RE: "euro" on PC keyboard

From: Alain LaBont\i - SCT (alb@riq.qc.ca)
Date: Tue Sep 30 1997 - 08:55:32 EDT


A 14:46 97-09-29 -0700, Hohberger, Clive P. a écrit :
>Arnold and Lori: thanks so much for the info.
>
>Since I need to get back to the SC31 barcode and label printing
>community asap so that we can design the appropriate characters, put
>them in updated firmware, and be able to print them on labels and
>design them into into future barcodes... Can some please tell me the
>final resolution of the 8-bit character mapping question?
>
>1. What will be the 8-bit character mapping of these keyboards?
> Is it always the same?

[Alain] :
Keyboard allocation is totally decoupled from coding, i.e. you can
implement ISO/IEC 9995-3, for example, using any code.

Concerning ISO/IEC 8859-15 (Latin 0), we have to wait the end of the
current ballot to be sure.
For EURO, this is converging to one of 2 codes of Latin 1 to be "replaced":
CURRENCY SIGN (¤) or PLUS-MINUS SIGN (±). It is likely that it will finally
be the CURRENCY SIGN that wil be "replaced" (same nature character), but
that is *not absolutely* certain at this time.

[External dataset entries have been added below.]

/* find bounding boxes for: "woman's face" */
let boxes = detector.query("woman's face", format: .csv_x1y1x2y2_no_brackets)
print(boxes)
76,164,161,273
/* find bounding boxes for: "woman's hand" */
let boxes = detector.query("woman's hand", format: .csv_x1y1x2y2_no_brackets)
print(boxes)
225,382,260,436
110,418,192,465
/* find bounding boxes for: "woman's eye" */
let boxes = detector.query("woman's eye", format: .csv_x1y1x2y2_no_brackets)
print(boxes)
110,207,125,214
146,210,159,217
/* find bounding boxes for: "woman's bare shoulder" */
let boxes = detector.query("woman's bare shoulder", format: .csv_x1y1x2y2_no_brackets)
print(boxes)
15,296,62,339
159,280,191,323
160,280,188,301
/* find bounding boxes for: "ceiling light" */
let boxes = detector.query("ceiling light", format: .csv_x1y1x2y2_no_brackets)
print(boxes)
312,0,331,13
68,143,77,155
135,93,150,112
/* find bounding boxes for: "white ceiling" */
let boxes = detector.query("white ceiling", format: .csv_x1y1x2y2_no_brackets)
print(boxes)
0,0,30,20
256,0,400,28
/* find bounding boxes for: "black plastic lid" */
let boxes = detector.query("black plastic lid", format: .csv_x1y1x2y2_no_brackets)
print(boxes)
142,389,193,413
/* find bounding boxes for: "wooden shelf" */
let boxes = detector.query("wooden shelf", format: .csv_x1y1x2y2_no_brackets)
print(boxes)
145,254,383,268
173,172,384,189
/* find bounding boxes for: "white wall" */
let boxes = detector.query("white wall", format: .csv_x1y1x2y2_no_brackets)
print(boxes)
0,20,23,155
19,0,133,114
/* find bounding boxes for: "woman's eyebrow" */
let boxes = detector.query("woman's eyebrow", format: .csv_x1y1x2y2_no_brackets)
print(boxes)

In the Windows 8-bit character set, it seems to be definitive, Lori can
confirm it, exchange with Latin 0 will just be a matter of mapping.

[Clive] :
>2. What will be the 8-bit EBCIDIC mapping of the Euro sign?
>
>Clive Hohberger
>SC31 liaison to SC2

[Alain] :
Imho, IBM will choose the same character as what will be chosen for Latin
0, so that mapping will not require changes between CECP code pages and
ISO/IEC 8859 structure. That is certainly the scheme that users expect.
That is also the main reason why we suggested Latin 0, to be able to
exchange data in hartmony between PCs, mainframes and the standards-coupled
world. Latin 0 is an interchange code, and will probably be a native code
only in systems like UNIX... always imho.